The report noted that "important steps have been taken to strengthen
financial sector balance sheets, including through accelerated resolution of
nonperforming assets under a simplified bankruptcy framework".
India, however, remains a bright spot in a global economy, whose growth is
expected to be only 3.3 per cent this year, down from last year's 3.6 per cent,
but expected to reach that figure next year.
The IMF growth figures for India are slightly higher than those of the Asian
Development Bank (ADB)'s outlook report released last Wednesday.
The ADB said that India's growth will tick up from 7 per cent last year to 7.2
per cent this year and 7.3 per cent next year fuelled by stronger consumption.

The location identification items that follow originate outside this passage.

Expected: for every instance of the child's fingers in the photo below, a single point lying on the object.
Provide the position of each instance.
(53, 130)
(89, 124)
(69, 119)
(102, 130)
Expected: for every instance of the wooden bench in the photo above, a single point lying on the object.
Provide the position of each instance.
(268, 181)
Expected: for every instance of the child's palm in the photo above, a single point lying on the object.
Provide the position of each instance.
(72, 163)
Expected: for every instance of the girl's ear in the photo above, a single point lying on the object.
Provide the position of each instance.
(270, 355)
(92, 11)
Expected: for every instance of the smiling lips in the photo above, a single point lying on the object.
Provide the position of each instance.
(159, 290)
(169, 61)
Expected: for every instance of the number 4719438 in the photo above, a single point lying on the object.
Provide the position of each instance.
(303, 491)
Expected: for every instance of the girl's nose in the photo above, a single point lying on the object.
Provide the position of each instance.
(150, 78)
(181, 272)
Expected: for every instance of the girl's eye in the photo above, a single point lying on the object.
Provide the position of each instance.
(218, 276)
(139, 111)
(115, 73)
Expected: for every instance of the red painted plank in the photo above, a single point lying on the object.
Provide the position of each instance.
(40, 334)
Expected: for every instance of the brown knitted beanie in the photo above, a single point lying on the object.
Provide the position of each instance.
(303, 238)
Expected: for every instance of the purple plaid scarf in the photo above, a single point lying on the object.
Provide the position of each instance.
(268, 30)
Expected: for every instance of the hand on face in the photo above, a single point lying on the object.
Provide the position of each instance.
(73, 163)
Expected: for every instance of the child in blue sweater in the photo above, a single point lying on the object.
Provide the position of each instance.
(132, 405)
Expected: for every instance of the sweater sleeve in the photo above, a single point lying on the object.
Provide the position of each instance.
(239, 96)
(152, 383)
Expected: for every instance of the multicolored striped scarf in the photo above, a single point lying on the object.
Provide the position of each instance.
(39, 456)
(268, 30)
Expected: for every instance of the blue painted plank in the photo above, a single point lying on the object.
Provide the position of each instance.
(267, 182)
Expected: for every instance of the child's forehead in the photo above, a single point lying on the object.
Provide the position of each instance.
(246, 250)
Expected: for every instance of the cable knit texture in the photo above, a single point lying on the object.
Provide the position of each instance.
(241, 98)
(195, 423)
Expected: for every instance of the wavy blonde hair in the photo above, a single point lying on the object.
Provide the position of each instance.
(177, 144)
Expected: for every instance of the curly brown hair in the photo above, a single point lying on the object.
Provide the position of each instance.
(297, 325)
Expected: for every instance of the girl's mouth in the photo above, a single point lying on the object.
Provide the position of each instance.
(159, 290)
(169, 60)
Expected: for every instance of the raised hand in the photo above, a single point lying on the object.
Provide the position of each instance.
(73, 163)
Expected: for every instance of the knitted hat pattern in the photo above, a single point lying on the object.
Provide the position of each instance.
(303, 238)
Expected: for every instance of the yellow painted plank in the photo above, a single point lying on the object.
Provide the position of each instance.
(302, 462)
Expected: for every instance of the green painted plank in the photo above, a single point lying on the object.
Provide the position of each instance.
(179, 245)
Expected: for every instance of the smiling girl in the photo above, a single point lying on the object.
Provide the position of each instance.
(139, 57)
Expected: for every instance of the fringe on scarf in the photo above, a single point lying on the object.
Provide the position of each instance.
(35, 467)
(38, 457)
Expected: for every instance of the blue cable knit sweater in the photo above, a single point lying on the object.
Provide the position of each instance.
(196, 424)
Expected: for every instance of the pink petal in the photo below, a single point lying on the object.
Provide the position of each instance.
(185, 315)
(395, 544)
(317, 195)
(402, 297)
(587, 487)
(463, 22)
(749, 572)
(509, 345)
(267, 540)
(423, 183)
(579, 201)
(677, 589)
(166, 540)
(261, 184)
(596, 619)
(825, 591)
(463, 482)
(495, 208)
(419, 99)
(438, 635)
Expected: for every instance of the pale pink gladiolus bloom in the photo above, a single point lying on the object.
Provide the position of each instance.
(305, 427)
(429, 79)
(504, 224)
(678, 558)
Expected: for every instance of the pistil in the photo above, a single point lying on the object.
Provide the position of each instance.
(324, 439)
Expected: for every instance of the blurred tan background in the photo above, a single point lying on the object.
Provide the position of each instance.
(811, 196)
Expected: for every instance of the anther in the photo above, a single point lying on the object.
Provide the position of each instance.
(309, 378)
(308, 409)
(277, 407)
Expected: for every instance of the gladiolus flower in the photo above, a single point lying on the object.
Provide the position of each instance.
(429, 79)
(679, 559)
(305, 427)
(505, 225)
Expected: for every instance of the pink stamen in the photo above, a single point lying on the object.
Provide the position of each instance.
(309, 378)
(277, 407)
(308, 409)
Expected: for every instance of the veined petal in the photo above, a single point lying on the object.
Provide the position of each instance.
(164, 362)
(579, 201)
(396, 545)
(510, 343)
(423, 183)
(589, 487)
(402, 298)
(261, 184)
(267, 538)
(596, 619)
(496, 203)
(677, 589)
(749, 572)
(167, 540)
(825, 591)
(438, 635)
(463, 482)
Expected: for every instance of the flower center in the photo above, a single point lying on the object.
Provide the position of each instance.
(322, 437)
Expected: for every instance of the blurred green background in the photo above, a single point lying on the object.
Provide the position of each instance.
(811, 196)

"The recovery in agriculture and stronger domestic demand, with reform
having strengthened the health of banks and corporations" and the domestic
firms and products becoming more competitive following the implementation of a
value-added tax, will all help the growth, it said.
According to the IMF's outlook report, China is on a low growth trajectory as
its economy matures: it grew by 6.6 per cent last year and is projected to slow
down to 6.3 per cent this year and 6.1 next year.
The United States grew by 2.9 per cent last year and is projected to slow down
to 2.3 this year and 1.9 next year, the report said.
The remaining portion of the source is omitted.